Salmon teaches that return is possible, but not guaranteed. It depends on memory, care, and effort. It is a fragile promise.
The fish that endure
If salmon represents movement, cod represents staying power. For centuries, dried and salted cod fed coastal Europe and the North Atlantic world. It sustained sailors, monks, and the poor.
In Portugal, bacalhau is said to have hundreds of recipes—proof not of abundance, but of ingenuity under constraint.
Cod is the food of discipline. It reminds us that survival is often quiet, repetitive, and collective. You don’t celebrate cod; you rely on it.
Carp carries a similar lesson. Thriving in muddy ponds and cold waters, carp appears in Jewish Sabbath meals, Central European Christmas dinners, and Chinese legends of perseverance. It is bony, unfashionable, and persistent. Carp teaches survival without romance—the dignity of continuing when conditions are less than ideal.
The fish of the many
Herring and sardines arrive in great numbers, then vanish. Entire towns once rose and fell with their migrations. These fish are rarely eaten alone. They are pickled for festivals, grilled in streets, passed hand to hand. Their meaning lies in collectivity. Herring and sardines remind us that abundance is often shared or lost together. Prosperity, like a school of fish, is fragile and mobile.
Anchovies deepen this lesson. They dissolve into sauces and broths, forming the backbone of cuisines while remaining almost invisible. They represent the unnoticed labor that sustains families and cultures—the work that disappears into the whole.
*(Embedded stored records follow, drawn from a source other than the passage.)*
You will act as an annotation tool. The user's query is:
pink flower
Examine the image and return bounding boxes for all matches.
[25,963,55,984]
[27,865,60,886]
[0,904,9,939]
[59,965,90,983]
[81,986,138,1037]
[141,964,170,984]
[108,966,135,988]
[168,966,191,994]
The fish of risk and trust
Some fish ask more of us. Tuna, long revered for its power and size, now embodies the tension between admiration and excess. Once dangerous to catch and eaten seasonally, it has become global, commodified, and overfished. Tuna asks an uncomfortable question: what happens when reverence turns into appetite without restraint?
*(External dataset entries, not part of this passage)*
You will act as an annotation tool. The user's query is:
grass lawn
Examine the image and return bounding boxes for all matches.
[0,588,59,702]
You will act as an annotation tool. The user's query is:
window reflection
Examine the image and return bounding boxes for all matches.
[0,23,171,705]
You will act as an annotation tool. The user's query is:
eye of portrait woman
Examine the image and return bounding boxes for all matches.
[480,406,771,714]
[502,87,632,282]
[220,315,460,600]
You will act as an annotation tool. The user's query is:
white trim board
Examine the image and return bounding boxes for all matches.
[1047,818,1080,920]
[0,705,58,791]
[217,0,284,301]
In Japan, pufferfish—fugu—takes this tension to its extreme. Deadly if prepared incorrectly, it can only be served by licensed chefs. Eating it is an act of trust. The pleasure is inseparable from risk. Fugu teaches that survival is sometimes social. We live because others do their work carefully.
The fish of identity and memory
Some fish become national or diasporic anchors. Milkfish in the Philippines is beloved, difficult to eat, and deeply missed by those who leave. Its many bones demand attentiveness, a bodily memory learned early. For migrants, craving milkfish is often a longing for a kind of knowledge that can’t be translated. Eels, slippery and elusive, occupy a darker space. Once common street food in London, still eaten in Japan for strength, eels remind us that not all nourishment is comfortable. Some survival stories are uneasy, even unsettling.
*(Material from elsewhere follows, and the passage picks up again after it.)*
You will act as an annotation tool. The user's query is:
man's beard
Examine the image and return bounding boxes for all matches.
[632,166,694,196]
Why these meanings persist
Across cultures, fish foods return to the same human concerns: how to endure scarcity, how to face danger, how to come back after leaving, how to share what is fleeting, how to trust one another, how to remember who we are.
Fish live at the boundary between worlds—fresh and salt, land and sea, wild and domestic.
So do people.
Migration, climate change, industrial fishing, and globalization have only sharpened these meanings. When fish disappear, it is not only ecosystems that collapse, but stories and practices that once taught restraint, gratitude, and care. To eat fish thoughtfully is to participate in those lessons. Not as nostalgia, but as attention. Fish foods endure because they ask something of us—not just hunger, but humility. They remind us that survival is rarely solitary, that return requires care, and that what sustains us most deeply is often shaped by water, movement, and time.